I didn't take my meds last night (Clonazepam and wellbutrin [ironic name really - I'd like to have the job of naming some of these drugs]). And I guess there was some sleeping because there was plenty dreaming, couple times waking myself up by talking, waking up my partner with my talking.
I read a comment on my artwork - it said "no understanding of life" - I wondered if that was a mistranslation or if that was what the commenter really thought. There are many times when I certainly am baffled by this whole being alive thing. Being alive for the sake of being alive - part of me thinks that there must be a reason for everything, else why have it? But maybe there is no reason - finding a reason for things gives me comfort certainly, then I can exhale with relief and say ohhh, that's why, ok.
I'm weirded out with the good things happening - don't know what to make of it, trying to just be thankful and gracious - but these qualities are not innate to moi. Oh well.
I have decided - aka placed my hopes in - that some day someone will figure out how to undo the hardwiring to the amygdala that happens when a person experiences trauma. There are plenty smart people in the world, someone will do it. Go someone!
I am curious about happiness, are some people happy (as opposed to Meg Tilly's character's belief in The Big Chill)? Is it a conscious effort, a willing oneself to be at peace - is that the real work? I don't think it's possessions for sure - that's silly and external. Yet I believe it vital (as in life-giving, affirming) to witness oneself reflected in the world somehow, that there is a reason I guess.

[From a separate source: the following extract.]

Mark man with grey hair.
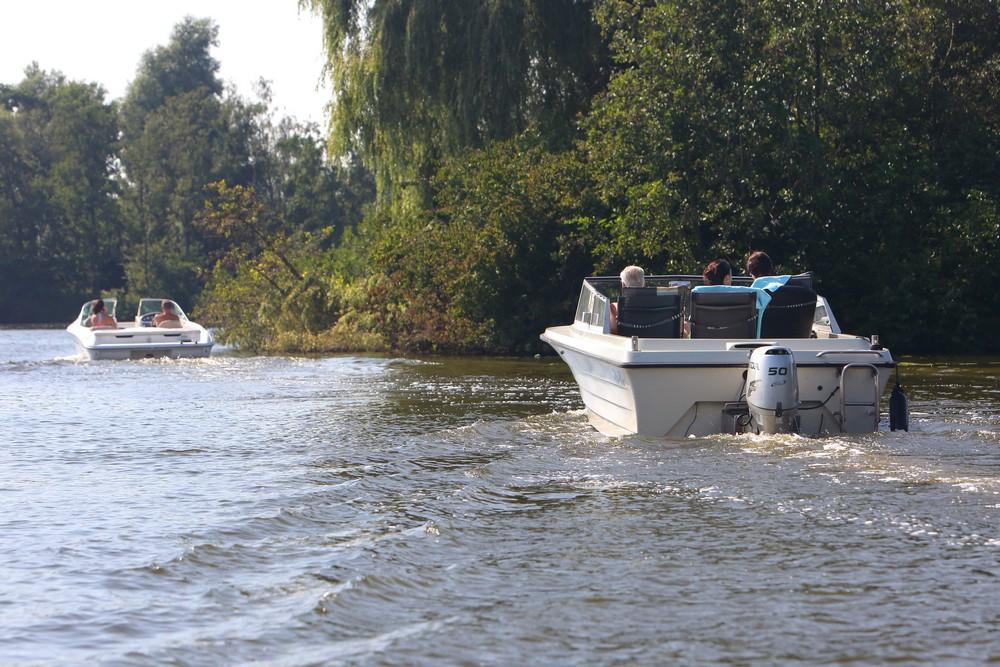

It's hard to see purpose in the many thousands of daily child deaths though - no way to reason around that. reality check.
Questions, discussions that have been ongoing since people became people. I think every being is getting more complex, smarter, more evolved I suppose. The logarithm of learning I guess. All the philosophers have been wrestling with these puzzlers for many millenia. Maybe I should read them more. I don't remember what they were saying when I read them over 18 years ago - sorry Philosophy prof. I wonder why the necessity for the big words, but maybe that just helps people get their thoughts down faster. I suppose it's quicker to write a 15 letter word than an entire sentence of regular-human speak. Just makes me, the dear reader, have to work harder with many interruptions to race to the dictionary. Of course I am a slower learner than I am a retainer so it's kind of like the frog-jumping-half-the-distance-each-time-puzzle: I never get there.

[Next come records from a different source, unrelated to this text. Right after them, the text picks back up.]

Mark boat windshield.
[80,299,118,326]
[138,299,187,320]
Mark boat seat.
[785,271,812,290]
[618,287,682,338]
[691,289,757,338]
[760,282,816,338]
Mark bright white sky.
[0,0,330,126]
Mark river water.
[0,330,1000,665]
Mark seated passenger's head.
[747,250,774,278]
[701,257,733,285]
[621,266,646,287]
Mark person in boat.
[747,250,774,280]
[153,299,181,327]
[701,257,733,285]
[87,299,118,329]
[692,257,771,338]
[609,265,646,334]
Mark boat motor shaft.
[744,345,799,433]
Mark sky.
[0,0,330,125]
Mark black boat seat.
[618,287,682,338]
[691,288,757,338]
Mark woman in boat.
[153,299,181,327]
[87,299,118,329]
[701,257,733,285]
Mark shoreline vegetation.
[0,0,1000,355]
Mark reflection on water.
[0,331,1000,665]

I am so well-defended against criticism - in my mind anyway - I am in a constant state of edit. Kind of a chickenshit (chicletshit!) approach to being in the world. Yet it is an impossible goal, there will always be negative and positive interpretations of me. One day I hope to learn that making mistakes will not kill me - but I remain afraid - not as much though I am pleased to say. And I think the combo of a slightly increased dose of Wellbutrin coupled with all manner of placebo affects and the good circumstances around me are all contributing. Overall I am indeed feeling better and I hope I will really feel and actually be contributing something positive to the world - gotta justify all this taking up space I'm doing!